Driggers v. Bell, 94 Ill. 223 (1879)

Nov. 1879 · Illinois Supreme Court
94 Ill. 223

Wasden Driggers v. David A. Bell.

1. Measure Of damages—on failure to deliver grain sold. The measure of damages for a breach of a contract to sell and deliver grain, where the price has not been paid, is the difference between the market value at the time of default and the contract price, with six per cent interest thereon.

2. Variance—as to lime of delivery under contract. Where a declaration in a suit for the breach of a contract for the sale of wheat, alleged that by the contract the wheat was to have been delivered “in a reasonable time,” and the proof was, to be delivered on payment and demand, “at any time within five weeks,” it was held that the variance would have been fatal if the objection had been made on the trial, unless the declaration had been amended.

3. Practice—time to object. Where an objection could have been obviated by amendment, and it is not made on the trial, it will be too late to urge the same in this court for the first time. So held of a variance between the declaration and proof as to the terms of a contract.

Appeal from the Circuit Court of White county; the Hon. Tazewell B. Tanner, Judge, presiding.

Messrs. Bell & Green, Messrs. Partridge & Parker, Mr. Leslie Durley, for the appellant.

Messrs. Crees & Conger, and Mr. James McCartney, for the appellee.

Mr. Justice Dickey

delivered the opinion of the Court:

Bell, in this action,' recovered of Driggers a judgment for damages to the amount of $1400, upon a claim that Driggers had agreed to sell and deliver to Bell 7000 bushels of wheat at $1.50 per bushel; that Driggers had refused to perform this contract, although Bell was able and ready, and offered to perform on his part.

Driggers has appealed to this court, and, by his counsel, urges that the court erred in charging the jury that interest could be allowed, in assessing the damages in this action, upon *224the excess of the market price, at the time of default, over the contract price.

Counsel concede that in a case where the price of the property was paid by the purchaser before default in the seller, the plaintiff may recover interest upon the whole market value of the property from the time of default, but insists that, where the contract price has not been paid, no interest can be recovered, and that the limit of damages to be recovered is simply the difference between the contract price and the market price at the time of default.
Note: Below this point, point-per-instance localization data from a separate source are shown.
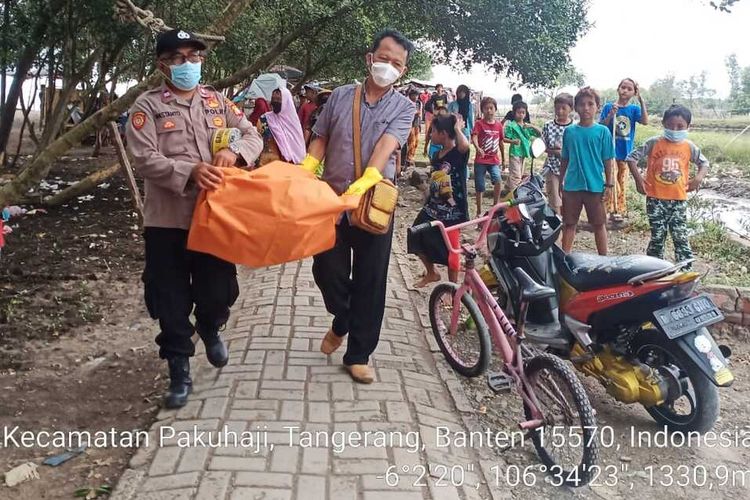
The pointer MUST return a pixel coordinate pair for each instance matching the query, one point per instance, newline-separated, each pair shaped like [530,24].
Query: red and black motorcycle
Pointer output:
[635,323]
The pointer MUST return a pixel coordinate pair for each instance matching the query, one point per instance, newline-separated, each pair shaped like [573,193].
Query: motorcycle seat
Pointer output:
[586,272]
[530,289]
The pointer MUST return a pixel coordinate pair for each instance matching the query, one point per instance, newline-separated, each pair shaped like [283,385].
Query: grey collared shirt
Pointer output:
[392,114]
No reason, on principle, is perceived for such a distinction. The liability at the time of default, in each case, is for the market value of the property, less the amount, if any, of money paid on the price, and interest, in either case, is allowed as compensation for the delay in payment of the damages arising from the default.

Another ground of complaint is, that the proofs do not support the allegations of the declaration; that there is a variance between the allegata and the probata. The declaration alleges that, by the terms of the contract of purchase, the wheat was to be delivered “ in a reasonable time; ” whereas the proof is, that the wheat was, by the terms of the contract, to be delivered, on payment and demand, “at any time within five weeks” from the day of the contract.
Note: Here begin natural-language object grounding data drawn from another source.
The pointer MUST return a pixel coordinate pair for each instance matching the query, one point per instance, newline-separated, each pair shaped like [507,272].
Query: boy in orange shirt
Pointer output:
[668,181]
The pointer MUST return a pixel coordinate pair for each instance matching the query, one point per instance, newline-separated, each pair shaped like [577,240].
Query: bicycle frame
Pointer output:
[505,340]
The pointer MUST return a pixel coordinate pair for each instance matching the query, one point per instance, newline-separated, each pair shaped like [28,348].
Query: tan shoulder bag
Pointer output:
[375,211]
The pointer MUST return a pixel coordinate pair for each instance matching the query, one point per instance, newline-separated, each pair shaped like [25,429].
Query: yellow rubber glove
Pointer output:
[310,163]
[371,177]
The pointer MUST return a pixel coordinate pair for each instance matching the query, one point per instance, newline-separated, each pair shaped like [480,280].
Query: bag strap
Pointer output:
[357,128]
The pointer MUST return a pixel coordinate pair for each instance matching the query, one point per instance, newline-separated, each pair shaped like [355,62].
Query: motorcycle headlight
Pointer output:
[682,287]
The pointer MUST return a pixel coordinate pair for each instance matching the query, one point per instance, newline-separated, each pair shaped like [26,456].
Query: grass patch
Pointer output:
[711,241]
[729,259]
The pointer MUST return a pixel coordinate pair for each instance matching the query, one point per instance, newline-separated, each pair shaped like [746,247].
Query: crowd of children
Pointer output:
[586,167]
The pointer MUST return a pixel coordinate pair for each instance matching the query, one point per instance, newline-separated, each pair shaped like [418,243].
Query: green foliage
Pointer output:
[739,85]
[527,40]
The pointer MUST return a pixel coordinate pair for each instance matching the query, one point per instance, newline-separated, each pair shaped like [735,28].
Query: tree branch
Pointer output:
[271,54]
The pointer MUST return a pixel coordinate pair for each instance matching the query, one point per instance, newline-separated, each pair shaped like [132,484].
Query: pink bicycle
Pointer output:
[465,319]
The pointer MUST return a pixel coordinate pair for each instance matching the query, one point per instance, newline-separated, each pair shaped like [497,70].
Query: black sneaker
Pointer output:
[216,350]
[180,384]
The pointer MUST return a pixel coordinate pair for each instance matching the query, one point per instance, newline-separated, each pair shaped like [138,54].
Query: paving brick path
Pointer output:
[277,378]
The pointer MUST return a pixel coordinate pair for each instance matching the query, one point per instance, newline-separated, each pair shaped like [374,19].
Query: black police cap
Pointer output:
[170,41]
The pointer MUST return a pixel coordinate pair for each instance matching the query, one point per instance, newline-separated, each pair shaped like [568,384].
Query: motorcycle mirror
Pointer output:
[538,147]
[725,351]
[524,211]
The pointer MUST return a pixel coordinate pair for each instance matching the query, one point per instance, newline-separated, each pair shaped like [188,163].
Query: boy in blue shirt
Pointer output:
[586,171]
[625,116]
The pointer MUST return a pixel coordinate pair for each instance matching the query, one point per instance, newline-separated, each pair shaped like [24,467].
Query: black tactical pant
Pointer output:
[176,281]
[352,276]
This objection, if taken on the trial, certainly would have been fatal to the action, unless obviated by an amendment of the declaration, on trial, under the provisions of our statute. No such objection was made upon the trial, nor does the attention of the circuit court seem (from anything in this record) to have been called to this variance in any part of the proceedings in that court. Appellant can not be permitted to raise that question for the first time in this court. It is true, the circuit court was asked by the defendant to charge the jury, and did charge, among other things, that, “in this case the jury must believe, from the weight of the testimony, that all the terms of the contract were agreed upon by plaintiff and *225defendant as set up in the plaintiff’s declaration, or the jury must find for the defendant;” but it does not appear that any point was made on the trial on account of the variance.

The entire record shows that the controversy at the trial was not on this question at all, but the dispute was, whether a contract of sale of 7000 bushels of wheat, at $1.50 per bushel, was or was not agreed upon. The record does not show that this question of variance was raised even on the motion for a new trial in the court below.
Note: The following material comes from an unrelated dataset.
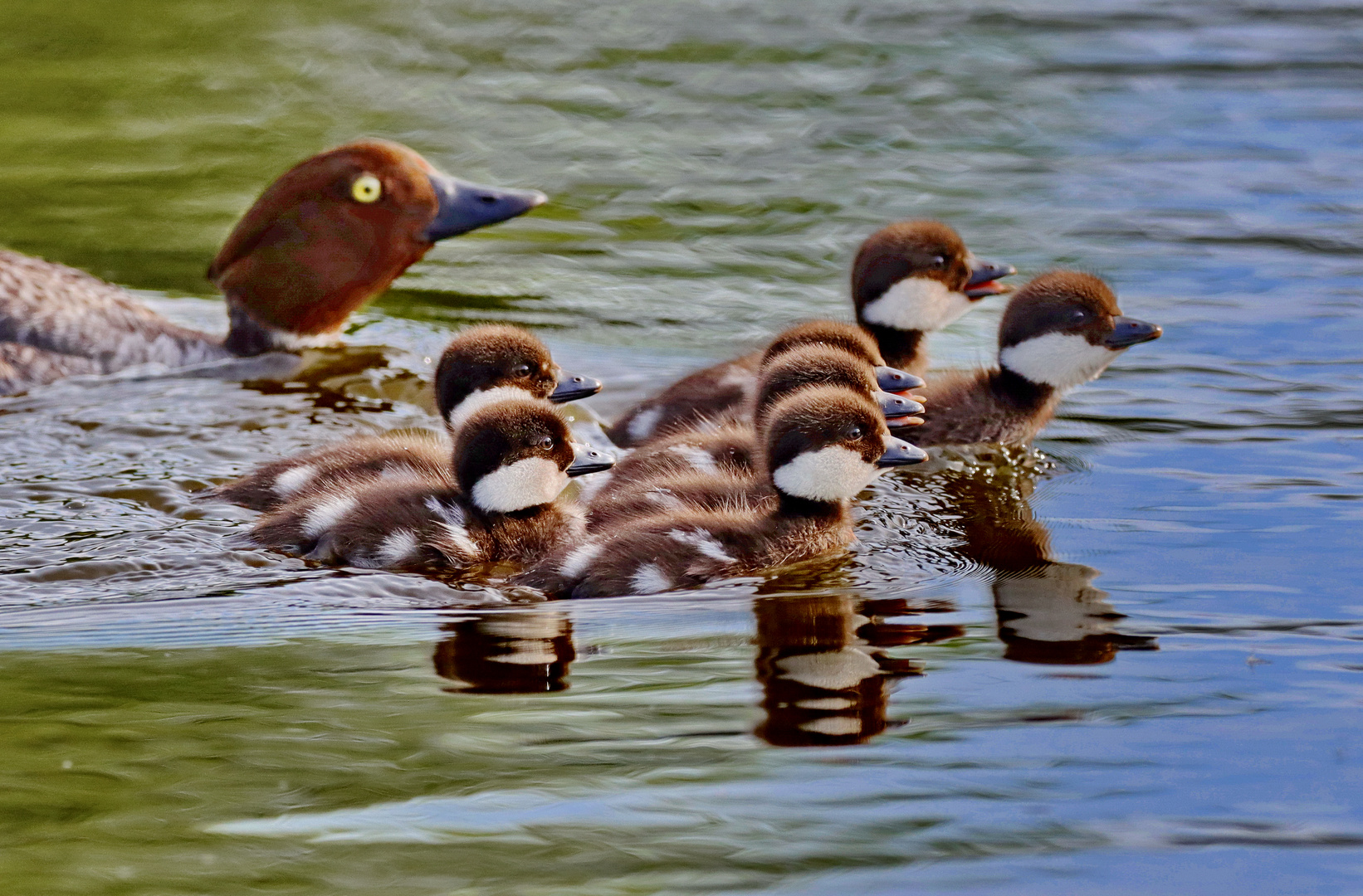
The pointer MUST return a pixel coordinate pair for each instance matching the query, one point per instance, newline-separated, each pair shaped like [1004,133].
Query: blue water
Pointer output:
[1125,664]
Had this objection been made, it might have been obviated at once, by an amendment of the declaration. An objection which, if made at the trial, could easily have been obviated, ought not to prevail in this court, if raised here for the first time.

‘ Finding no sufficient cause to reverse this judgment, it must be affirmed.

Judgment affirmed.

Mr. Justice Scott,

dissenting:

It is conceded, in the opinion of the majority of the court, there is a variance between the proofs and the declaration that would be fatal had the objection been taken at the trial in the court below.

One ground upon which the judgment is affirmed is, the objection was not made in the motion for a new trial. The motion for a new trial was in writing, and the seventh cause alleged is, “the proof does not sustain the declaration.” That is equivalent to saying there is a variance between the proofs and the declaration.

As it was a question of fact whether the proofs sustained the declaration, or whether there was a variance between them, defendant could not sooner make the objection, and he ought to be allowed the benefit of it in this court.

The instructions given seem to indicate the same objection was insisted on in the argument before the jury, but that fact *226can not be shown in the record. The formal objection would more appropriately appear as it does in the motion for a new trial.